Determination of Value or Price under Monopoly (With Diagram)
Further, in monopoly, since average revenue falls as more units of output are sold, the marginal revenue is less than the average revenue. Therefore, the fall in average revenue has relatively less slope. His aim is maximization of profits and if there are losses, then minimization of losses. In the long run, the monopolist can change the size of plant in response to a change in demand. This is because there is not so much difference under short run and long run analysis in monopoly. The distinction between firm and industry disappears under conditions of monopoly. A good may be sold in one town for Re.
The only difference is that in perfect competition the average revenue curve and marginal revenue curve are same and parallel to X-axis where as in Monopoly these curves are downwards sloping curves. The profits are maximised when marginal cost is equal to marginal revenue. Monopolies typically have an unfair advantage over their competition since they are either the only provider of a product or control most of the market share or customers for their product. . The Equilibrium level in monopoly is that level of output in which marginal revenue equals marginal cost. The producer will continue producer as long as marginal revenue exceeds the marginal cost.
Their curves are parallel to X-axis. However, both of them slope downward. The profits are maximized when marginal cost is equal to marginal revenue. P is the point of closure for this company. The demand curve for the company is identical to the demand curve for market services under the monopoly. If, in a short period, the cost of production of a commodity is zero, he will go on producing it to the extent or so long the marginal revenue from the sale of that commodity does not fall to zero.
In the following diagrams, the monopolist has divided his total market into two submarkets, i. In the long period, this loss will disappear, under that condition and situation, only profit will be earned. A firm under monopoly faces a downward sloping demand curve or average revenue curve. Thus, if additional units are produced, the organization will incur loss. Monopolies can buy huge quantities of inventory, for example, usually a volume discount. Therefore, in monopoly, there is no distinction between an one organization constitutes the whole industry.

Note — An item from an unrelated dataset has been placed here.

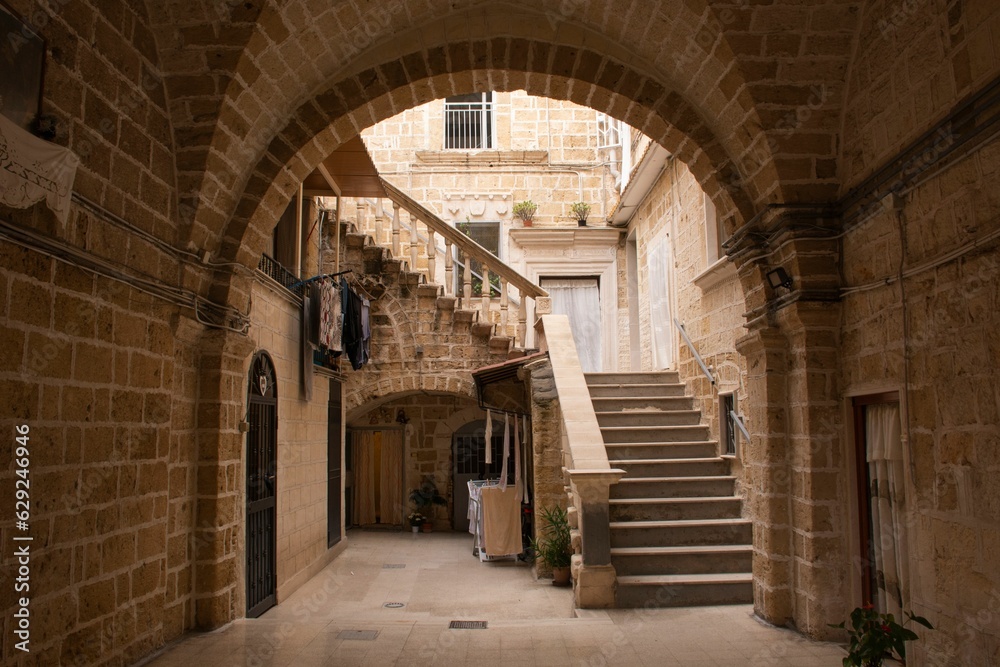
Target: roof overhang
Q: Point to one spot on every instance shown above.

Therefore, the cross elasticity of demand between the product of the monopolist and the product of any other producer must be very low. There are numerous consumers on the demand side. This happens particularly when the good in question is a direct service. Thus single firm constitutes the industry. To maximize profits, firms must operate at a maximum output level at which margin revenue and marginal cost are equal.
A monopoly refers to when a company and its product offerings dominate one sector or industry. Therefore, the cross elasticity of demand between the product of the monopolist and the product of any other producer must be very low. A good may be sold in one town for Re. Their curves are parallel to X-axis. See figure 1 vi In the long run, the firm is earning normal profit. Under this condition, there will be only normal profit.